"Die Blockchain liefert volle Transparenz" | emw.trends Interview

Foto: © Lition Energie GmbH

INTERVIEW MIT KYUNG-HUN HA, COO LITION ENERGIE GMBH, BERLIN

Die Blockchain-Technologie hat im Finanzsektor bereits Fuß gefasst. Im Energiesektor beginnt man erst, ihre Möglichkeiten auszuloten. Das Start-up Lition Energie zeigt, was heute schon möglich ist: Dazu vernetzt es Grünstrom-Anlagen über eine Blockchain-Plattform und bietet so Endkunden die bilanzielle Belieferung mit Erneuerbaren-Strom zum tagesaktuell günstigsten Preis. Kyung-Hun Ha, COO Lition Energie GmbH, erläuterte im Gespräch mit energate Redakteur Daniel Zugehör den Stand der Dinge und Anwendungsszenarien der Blockchain in der Energiewirtschaft.

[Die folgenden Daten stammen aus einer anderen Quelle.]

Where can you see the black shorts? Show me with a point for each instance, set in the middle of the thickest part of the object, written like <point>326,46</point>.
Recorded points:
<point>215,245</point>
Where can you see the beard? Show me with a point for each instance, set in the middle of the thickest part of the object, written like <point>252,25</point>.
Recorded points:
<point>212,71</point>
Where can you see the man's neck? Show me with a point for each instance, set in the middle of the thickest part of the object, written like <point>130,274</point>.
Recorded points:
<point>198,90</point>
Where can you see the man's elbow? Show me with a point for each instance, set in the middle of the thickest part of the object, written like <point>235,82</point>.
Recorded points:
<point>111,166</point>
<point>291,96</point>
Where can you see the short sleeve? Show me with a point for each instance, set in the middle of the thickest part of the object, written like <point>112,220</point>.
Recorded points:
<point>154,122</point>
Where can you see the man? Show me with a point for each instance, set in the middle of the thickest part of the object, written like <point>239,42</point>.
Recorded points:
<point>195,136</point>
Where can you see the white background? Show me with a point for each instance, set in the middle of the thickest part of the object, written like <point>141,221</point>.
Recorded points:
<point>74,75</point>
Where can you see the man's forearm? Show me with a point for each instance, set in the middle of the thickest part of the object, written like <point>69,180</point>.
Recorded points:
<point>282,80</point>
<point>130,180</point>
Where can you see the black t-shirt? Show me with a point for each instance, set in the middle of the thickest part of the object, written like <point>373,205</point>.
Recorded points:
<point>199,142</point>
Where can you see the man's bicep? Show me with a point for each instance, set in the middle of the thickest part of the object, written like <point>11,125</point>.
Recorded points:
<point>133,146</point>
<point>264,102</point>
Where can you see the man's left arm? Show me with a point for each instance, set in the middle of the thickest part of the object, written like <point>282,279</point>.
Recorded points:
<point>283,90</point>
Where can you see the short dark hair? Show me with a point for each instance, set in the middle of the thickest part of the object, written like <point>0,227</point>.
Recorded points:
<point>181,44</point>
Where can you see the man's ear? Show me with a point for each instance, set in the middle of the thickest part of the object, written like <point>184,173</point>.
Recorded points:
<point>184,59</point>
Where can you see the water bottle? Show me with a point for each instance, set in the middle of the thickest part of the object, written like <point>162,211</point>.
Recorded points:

e|m|w.trends: Herr Ha, wie funktioniert Ihr Geschäftsmodell und wie viele Anlagen haben Sie im Pool?

Ha: Bei Lition entscheiden nicht mehr die Energiekonzerne, sondern die Kunden, von wem sie Strom beziehen. Bitcoin hat es vorgemacht: Ohne Bank oder Mittelsmänner wird hier Geld von einer Person zur anderen übertragen. Dasselbe Prinzip wenden wir bei Lition für Strom an. Auf unserer Blockchain-basierten Energiebörse verbinden wir direkt Kunden und grüne Erzeuger. Als lizenzierter Stromanbieter ist das Geschäftsmodell grundsätzlich einfach: Wir verdienen unser Geld mit dem Verkauf von Strom und können unseren Kunden durch realisierte Prozesseffizienzen faire Preise anbieten. Außerdem setzen wir ausschließlich auf unabhängige grüne, also regenerative, Energieanbieter Durch die direkte Verbindung zum Konsumenten können wir diese Produzenten stärken und ihnen höhere Margen als im klassischen Marktkontext bieten. Der Verbraucher dagegen hat bei uns die einzigartige Möglichkeit, seinen regionalen Stromanbieter auszuwählen. Dieses Wechselspiel wird letztlich für einen stetigen Anstieg grüner Kraftwerke auf unserer Handelsplattform sorgen und damit Kunden und Produzenten unabhängig von marktdominierenden Unternehmen machen. Das Ziel: Eine grünere, dezentralere und regionale Energieversorgung.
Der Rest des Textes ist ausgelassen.